Phase contrast images were acquired every 30 minutes with vSrc on, individual single cells were

tracked for at least 5 hours to calculate their average speed. Quantification of the individual

single cell speeds of at least 30 cells (n=3) is shown. Data are represented as mean ±SEM, and

show no significant difference.

Figure S5. Y384-Phosphorylated Tiam1 Binds the Grb2/Sos Complex

(A) Lysates from H293T cells transfected with WT Tiam1-HA, with or without cSrcYF, were

incubated with either immobilised GST-Grb2-SH2WT or GST-Grb2-SH2* domains. Bound

exogenous Tiam1 was detected by IB, with relative levels in the lysate also shown. (B) WT

Tiam1-HA and cSrcYF were transfected together or by themselves in H293T cells. Endogenous

Grb2 was isolated by IP from lysates and exogenous Tiam1 that co-precipitated was detected by

IB. Levels of Src, Tiam1 and a loading control in the lysates are shown. (C) H293T cells treated

with control or Grb2-specific RNAi were transfected with WT Sos1-Myc. Also H293T cells

were co-transfected with WT Sos1-Myc and WT Grb2-Myc. Lysates were incubated with

immobilised phospho-Y384-Tiam1 peptide. Associated Sos1 and Grb2 were detected by IB, with

levels in the lysates also shown. Tubulin levels are shown as a loading control. (D) Model for the

recruitment of the Grb2-Sos1 complex to Tiam1 in response to phosphorylation of Y384 by Src.

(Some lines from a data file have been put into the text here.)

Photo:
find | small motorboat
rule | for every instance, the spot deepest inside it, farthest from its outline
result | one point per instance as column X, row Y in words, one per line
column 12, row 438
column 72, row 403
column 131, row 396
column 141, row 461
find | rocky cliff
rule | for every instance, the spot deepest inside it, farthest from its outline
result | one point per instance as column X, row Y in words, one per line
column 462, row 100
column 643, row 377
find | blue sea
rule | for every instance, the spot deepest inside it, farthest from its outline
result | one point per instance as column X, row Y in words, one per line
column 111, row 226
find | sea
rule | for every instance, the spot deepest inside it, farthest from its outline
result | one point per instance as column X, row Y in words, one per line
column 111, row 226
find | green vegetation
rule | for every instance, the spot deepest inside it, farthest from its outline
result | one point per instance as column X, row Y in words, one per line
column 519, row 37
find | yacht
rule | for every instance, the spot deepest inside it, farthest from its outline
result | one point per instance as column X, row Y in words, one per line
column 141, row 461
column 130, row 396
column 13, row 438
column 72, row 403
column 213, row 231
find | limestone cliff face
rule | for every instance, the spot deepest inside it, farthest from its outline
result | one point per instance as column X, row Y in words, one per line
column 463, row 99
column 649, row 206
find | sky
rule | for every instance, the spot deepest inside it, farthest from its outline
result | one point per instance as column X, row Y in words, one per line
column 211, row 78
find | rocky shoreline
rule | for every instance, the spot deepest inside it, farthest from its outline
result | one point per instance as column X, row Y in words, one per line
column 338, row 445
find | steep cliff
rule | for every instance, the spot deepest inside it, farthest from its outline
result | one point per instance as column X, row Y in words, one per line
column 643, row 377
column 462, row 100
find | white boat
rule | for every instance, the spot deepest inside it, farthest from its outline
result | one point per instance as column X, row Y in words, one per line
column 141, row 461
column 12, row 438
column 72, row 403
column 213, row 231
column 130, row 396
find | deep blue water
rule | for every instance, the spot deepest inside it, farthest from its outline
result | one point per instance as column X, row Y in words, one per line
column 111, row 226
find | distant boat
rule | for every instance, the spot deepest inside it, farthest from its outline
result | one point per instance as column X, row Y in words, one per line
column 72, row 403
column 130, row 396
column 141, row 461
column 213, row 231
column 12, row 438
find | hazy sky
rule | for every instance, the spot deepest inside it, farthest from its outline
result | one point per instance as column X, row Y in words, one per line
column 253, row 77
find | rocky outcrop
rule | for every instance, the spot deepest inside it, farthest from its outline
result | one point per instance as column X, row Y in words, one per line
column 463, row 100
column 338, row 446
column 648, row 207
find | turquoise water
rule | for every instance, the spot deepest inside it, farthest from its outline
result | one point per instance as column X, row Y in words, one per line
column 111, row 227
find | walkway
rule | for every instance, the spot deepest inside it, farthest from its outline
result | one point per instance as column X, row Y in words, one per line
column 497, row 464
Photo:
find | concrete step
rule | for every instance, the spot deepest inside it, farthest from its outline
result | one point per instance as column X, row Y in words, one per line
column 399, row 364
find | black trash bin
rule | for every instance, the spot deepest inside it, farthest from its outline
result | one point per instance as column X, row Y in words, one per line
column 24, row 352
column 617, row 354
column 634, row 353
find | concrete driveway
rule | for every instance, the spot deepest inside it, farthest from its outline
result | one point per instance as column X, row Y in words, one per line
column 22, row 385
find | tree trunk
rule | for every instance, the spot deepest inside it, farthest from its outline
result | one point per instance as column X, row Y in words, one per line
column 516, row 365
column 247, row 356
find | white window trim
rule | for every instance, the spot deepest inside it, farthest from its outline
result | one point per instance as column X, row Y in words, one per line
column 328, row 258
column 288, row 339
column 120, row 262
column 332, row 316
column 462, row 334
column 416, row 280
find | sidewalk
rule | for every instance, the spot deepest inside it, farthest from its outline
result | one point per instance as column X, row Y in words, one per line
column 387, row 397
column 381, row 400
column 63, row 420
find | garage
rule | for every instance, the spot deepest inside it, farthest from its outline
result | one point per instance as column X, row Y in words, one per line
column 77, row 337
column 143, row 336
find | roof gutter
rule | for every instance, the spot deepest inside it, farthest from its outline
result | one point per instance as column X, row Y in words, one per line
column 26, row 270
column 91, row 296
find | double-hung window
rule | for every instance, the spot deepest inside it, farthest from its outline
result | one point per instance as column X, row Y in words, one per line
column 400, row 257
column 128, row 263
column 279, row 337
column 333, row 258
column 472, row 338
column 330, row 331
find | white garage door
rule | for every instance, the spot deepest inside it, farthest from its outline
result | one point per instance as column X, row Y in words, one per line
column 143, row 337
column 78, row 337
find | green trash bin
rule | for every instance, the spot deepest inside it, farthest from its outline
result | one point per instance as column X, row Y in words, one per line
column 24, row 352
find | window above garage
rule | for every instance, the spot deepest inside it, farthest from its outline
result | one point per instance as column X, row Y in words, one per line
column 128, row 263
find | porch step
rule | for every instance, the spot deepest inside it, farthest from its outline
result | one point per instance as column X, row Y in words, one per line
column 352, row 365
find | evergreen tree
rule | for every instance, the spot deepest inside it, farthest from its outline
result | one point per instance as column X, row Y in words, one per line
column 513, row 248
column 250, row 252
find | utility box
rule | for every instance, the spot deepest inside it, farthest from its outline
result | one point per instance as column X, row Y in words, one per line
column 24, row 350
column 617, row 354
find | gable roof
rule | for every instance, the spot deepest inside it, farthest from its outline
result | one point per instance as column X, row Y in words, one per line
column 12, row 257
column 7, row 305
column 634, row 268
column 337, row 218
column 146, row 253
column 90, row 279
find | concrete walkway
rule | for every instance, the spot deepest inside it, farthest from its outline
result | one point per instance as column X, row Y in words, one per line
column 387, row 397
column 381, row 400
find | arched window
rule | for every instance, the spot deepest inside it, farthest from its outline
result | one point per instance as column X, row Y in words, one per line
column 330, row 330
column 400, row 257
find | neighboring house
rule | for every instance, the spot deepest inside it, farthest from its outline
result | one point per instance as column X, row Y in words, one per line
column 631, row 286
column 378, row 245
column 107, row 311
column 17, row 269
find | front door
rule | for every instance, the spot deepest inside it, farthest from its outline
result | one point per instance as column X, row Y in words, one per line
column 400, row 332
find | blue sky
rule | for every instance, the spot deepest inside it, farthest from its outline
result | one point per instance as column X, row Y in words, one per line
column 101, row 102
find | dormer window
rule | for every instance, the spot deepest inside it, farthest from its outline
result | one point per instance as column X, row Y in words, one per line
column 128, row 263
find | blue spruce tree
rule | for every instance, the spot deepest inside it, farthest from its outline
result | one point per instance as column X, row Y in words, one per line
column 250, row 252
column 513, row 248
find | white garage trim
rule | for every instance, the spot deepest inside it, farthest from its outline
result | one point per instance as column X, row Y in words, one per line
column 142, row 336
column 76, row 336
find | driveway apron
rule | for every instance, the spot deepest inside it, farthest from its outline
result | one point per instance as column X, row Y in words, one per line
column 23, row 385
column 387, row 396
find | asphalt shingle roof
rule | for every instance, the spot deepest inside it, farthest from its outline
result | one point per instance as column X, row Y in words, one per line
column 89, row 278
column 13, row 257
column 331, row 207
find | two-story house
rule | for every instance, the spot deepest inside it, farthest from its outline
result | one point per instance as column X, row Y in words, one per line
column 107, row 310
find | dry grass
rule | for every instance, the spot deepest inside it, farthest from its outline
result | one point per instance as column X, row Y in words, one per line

Figure S6. Inhibition of Src, Grb2, MEK, or Calpain Impairs the Removal of Tiam1 from

Cell–Cell Adhesions by vSrc

Pools of ts-vSrc MDCK cells stably expressing wild-type Tiam1-HA were cultured at the

restrictive temperature (41°C) for 2 days and either fixed (A, vSrc – off), shifted to the

permissive temperature (35°C) for 1 hour to activate vSrc and fixed (B, vSrc – on), or pre-treated

for 2 hours with SU6656 (20 µM, C), TB03 (100 µM, D), UO126 (50 µM, E) or ALLN (50 µM,

F) before being shifted to the permissive temperature for 1 hour and fixed. Fixed cells were

stained with anti-HA. Images in the x/y and x/z planes are shown. The x/y plane shown is 2.4 µm

above basal. Scale bars, 20 µm.

Figure S7. Localization of Calpain Activity

ts-vSrc MDCK cells were cultured at the restrictive temperature for 2 days and either shifted to

the permissive temperature for 1 hour (vSrc – on) or pre-treated with calpain inhibitor (ALLN,

50 µM) for 2 hours before being shifted to the permissive temperature for 1 hour. Localisation of

calpain activity was visualised by fluorescence microscopy after the incubation of cells with the

cell-permeable fluorogenic calpain substrate BOC-LM-CMAC (25 µM). Outlines of cells are

marked by dashed lines. Scale bars, 10 µm.